I'm not a DC guy, doing mostly office and warehouse networks and I almost always install two separate L3 switches with RSTP and fast HSRP timers. Two-link etherchannels to both cores and load-balancing the VLANs by modifying STP cost.

I don't mind stacking in the access layer but I always get the feeling that it's too much of a risk in the core.

so who are you asking? the network engineer that has to support, or the Cisco Engineer/sales guy?

from a nework engineer it's a PITA to support, upgrading, failed modules, failover, chassis have to be identical configs/. modules and such

if you are in a DC, use Nexus and build VPC's. In a campus environment, it's a nice core with all your access switches dual homed to the VSS with MEC.

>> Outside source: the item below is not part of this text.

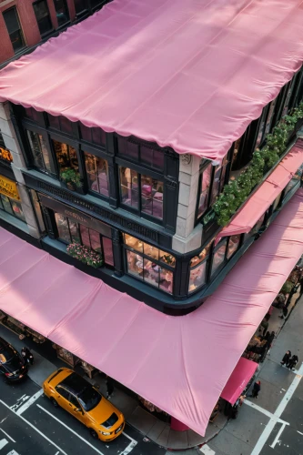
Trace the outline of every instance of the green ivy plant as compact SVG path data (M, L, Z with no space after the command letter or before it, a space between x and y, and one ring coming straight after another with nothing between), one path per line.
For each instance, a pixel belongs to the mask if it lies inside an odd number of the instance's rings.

mlan · March 15, 2017, 01:26:21 PM

Quote from: ristau5741 on March 15, 2017, 10:43:44 AM
In a campus environment, it's a nice core with all your access switches dual homed to the VSS with MEC.

This is how I'm feeling about the topic.

Otanx · March 15, 2017, 03:56:50 PM

I am not a fan of stacking anywhere. I hit too many issues with stacking when it was new. I understand the idea of managing one config vs multiple, but once you automate all of that you don't care how many devices are being managed.

-Otanx

wintermute000 · March 15, 2017, 05:54:22 PM

Maintenance. Cheaper than separate devices

mlan · March 15, 2017, 06:25:21 PM

Quote from: wintermute000 on March 15, 2017, 05:54:22 PM
Maintenance. Cheaper than separate devices

Also, the cost of stack modules/cables is sometimes less expensive than using separate optics and patch cables to aggregate access switches. That might not be true for every vendor though. Just playing devil's advocate here. I enjoy these types of pros/cons discussions, and I usually learn something I didn't know/didn't think of.

wintermute000 · March 16, 2017, 12:46:21 AM

I trust stacking. I somewhat don't trust VSS.

Campus yes, dist yes, DC or massive/super-critical campus core no.